If I see Brendan Frasier in a movie, I think "that dude seems to ONLY pick
terrible movies."

Nic Cage: "His appearance in a movie often has nothing to do with it's
quality, although as time goes on he's gotten pretty bad at picking movies"

Leonardo DiCaprio: "Never picks a bad movie. Regardless of opinion on his
skill, he has never made a Ghost Rider or a Mummy Returns."

I'd say Joseph Gordon-Levitt also seems to have great taste in scripts, as
long as you realize how hard it is to turn down being "the GI Joe bad guy
alongside Doctor Who."

YMMV

*Directors, sadly, seem to be much less consistent. Besides Nolan.

------
Hyena
This discussion is dumb.
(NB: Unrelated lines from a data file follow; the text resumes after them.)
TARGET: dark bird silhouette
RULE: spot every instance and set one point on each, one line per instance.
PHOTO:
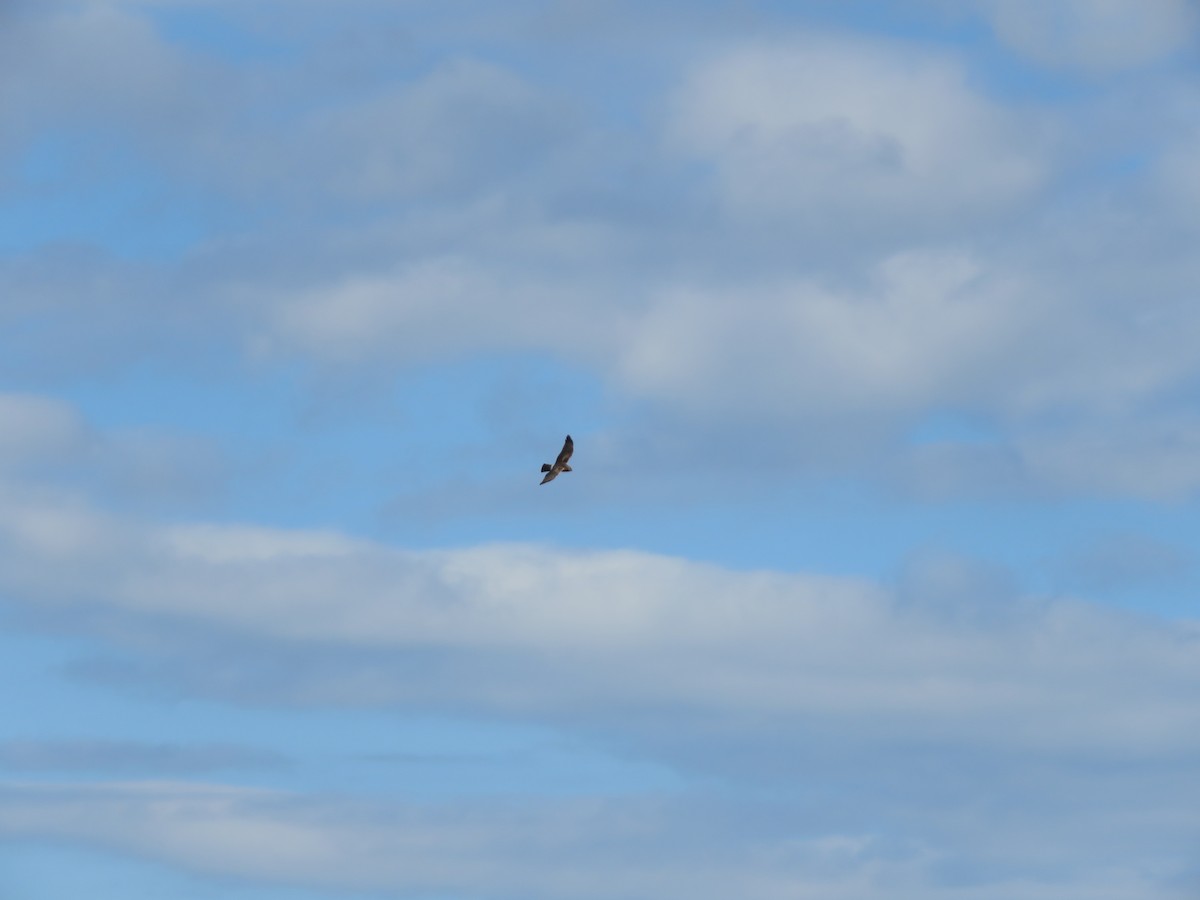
(561, 462)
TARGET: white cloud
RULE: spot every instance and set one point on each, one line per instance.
(1093, 35)
(581, 850)
(515, 628)
(853, 136)
(35, 429)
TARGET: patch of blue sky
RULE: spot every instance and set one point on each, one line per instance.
(215, 33)
(45, 870)
(73, 187)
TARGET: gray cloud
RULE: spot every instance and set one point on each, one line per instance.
(778, 259)
(533, 631)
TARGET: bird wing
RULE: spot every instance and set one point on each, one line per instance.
(565, 453)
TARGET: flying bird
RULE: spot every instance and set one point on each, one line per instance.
(561, 462)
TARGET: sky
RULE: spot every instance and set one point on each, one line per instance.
(877, 330)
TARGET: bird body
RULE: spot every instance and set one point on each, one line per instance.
(564, 455)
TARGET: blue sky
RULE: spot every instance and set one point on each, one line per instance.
(875, 325)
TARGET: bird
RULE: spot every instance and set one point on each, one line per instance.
(561, 462)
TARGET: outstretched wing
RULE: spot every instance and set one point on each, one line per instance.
(565, 453)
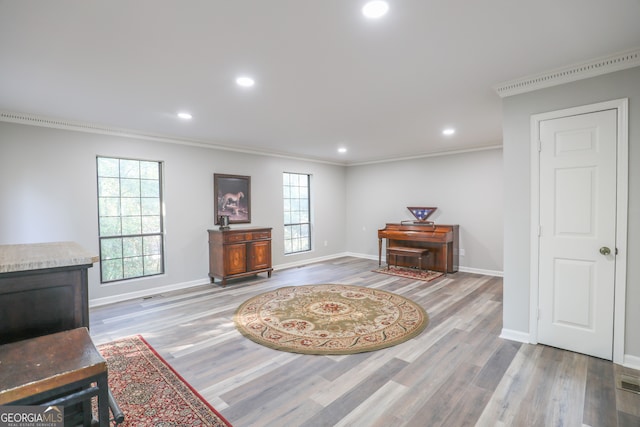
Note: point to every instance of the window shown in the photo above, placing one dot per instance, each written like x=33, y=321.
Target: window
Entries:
x=297, y=226
x=130, y=218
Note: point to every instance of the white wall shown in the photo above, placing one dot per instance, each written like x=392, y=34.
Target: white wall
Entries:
x=48, y=193
x=466, y=188
x=517, y=158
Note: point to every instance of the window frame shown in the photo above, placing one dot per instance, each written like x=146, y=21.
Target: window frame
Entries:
x=143, y=257
x=307, y=238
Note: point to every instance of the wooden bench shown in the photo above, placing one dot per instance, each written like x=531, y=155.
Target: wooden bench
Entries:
x=61, y=369
x=406, y=251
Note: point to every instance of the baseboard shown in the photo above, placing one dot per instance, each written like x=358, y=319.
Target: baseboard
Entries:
x=97, y=302
x=632, y=362
x=510, y=334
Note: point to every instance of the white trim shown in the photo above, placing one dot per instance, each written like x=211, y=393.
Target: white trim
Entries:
x=97, y=302
x=78, y=126
x=510, y=334
x=622, y=190
x=428, y=155
x=595, y=67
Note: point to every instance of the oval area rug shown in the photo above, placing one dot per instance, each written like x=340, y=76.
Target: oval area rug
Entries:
x=329, y=319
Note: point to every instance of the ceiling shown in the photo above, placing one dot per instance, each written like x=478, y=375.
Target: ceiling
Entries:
x=326, y=77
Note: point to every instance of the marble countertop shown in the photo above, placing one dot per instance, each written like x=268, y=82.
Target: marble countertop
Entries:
x=35, y=256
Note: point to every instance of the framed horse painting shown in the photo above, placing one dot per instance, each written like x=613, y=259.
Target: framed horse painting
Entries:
x=232, y=198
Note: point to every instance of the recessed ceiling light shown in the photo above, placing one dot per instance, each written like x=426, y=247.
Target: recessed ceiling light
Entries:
x=375, y=9
x=245, y=81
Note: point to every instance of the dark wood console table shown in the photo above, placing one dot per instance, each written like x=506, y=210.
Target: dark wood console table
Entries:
x=239, y=252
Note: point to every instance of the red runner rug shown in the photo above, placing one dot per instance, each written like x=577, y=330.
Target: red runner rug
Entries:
x=150, y=392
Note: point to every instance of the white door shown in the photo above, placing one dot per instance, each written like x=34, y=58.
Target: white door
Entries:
x=578, y=232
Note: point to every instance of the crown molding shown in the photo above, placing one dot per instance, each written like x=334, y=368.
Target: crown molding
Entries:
x=584, y=70
x=78, y=126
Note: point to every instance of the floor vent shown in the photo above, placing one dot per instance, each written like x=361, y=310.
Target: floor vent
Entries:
x=628, y=383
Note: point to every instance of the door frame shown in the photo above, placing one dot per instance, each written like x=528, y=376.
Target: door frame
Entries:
x=622, y=195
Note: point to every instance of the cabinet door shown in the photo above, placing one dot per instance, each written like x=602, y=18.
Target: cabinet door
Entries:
x=260, y=255
x=235, y=259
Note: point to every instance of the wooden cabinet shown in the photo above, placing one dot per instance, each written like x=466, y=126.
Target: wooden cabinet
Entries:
x=239, y=252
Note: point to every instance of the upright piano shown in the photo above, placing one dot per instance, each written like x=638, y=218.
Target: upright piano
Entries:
x=441, y=240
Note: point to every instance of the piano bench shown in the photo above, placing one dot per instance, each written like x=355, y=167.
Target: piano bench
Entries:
x=406, y=252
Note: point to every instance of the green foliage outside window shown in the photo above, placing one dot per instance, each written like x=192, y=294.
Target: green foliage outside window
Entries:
x=297, y=222
x=130, y=218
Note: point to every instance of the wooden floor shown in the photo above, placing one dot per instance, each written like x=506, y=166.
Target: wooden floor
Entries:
x=458, y=372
To begin with, CEOs don't all do the same thing. To
end with, it's only a certain sort of CEO people don't like.

In reality, the CEO is just the top level person in an organization. The most
important task the company faces should be expertise and focus of the CEO. If
your company is product driven (Apple), it should be your chief product dude.
If your company is advertising driven (Coca-Cola), it should be your chief
marketeer. Etc. This ensures (we hope) that the focus of the company is on its
most important dimension because the CEO can quash all opposition to its goals
(on paper).

The CEOs who are truly reviled are those which are "standard management
hacks". These are placeholder CEOs. If your company has one of these, it's in
trouble.

------
larrik
You can just as easily say "only founding CEOs are worth the money" using this
sort of analysis.

It seems to me that the _right_ CEO is worth way more than the 2nd best. It's
just that you might do a poor job of determining who is right.

Kind of reminds me of the old joke "what do you call the guy who graduated
last from med school? 'Doctor'!"

------
anamax
> Here’s one wild idea: the CEO stock options should be compared to a
> reference index built with its main competitors.

It's not clear that US tax law makes that reasonably possible. If it doesn't,
it's a safe bet that the relevant provision was promoted as "protecting
investors".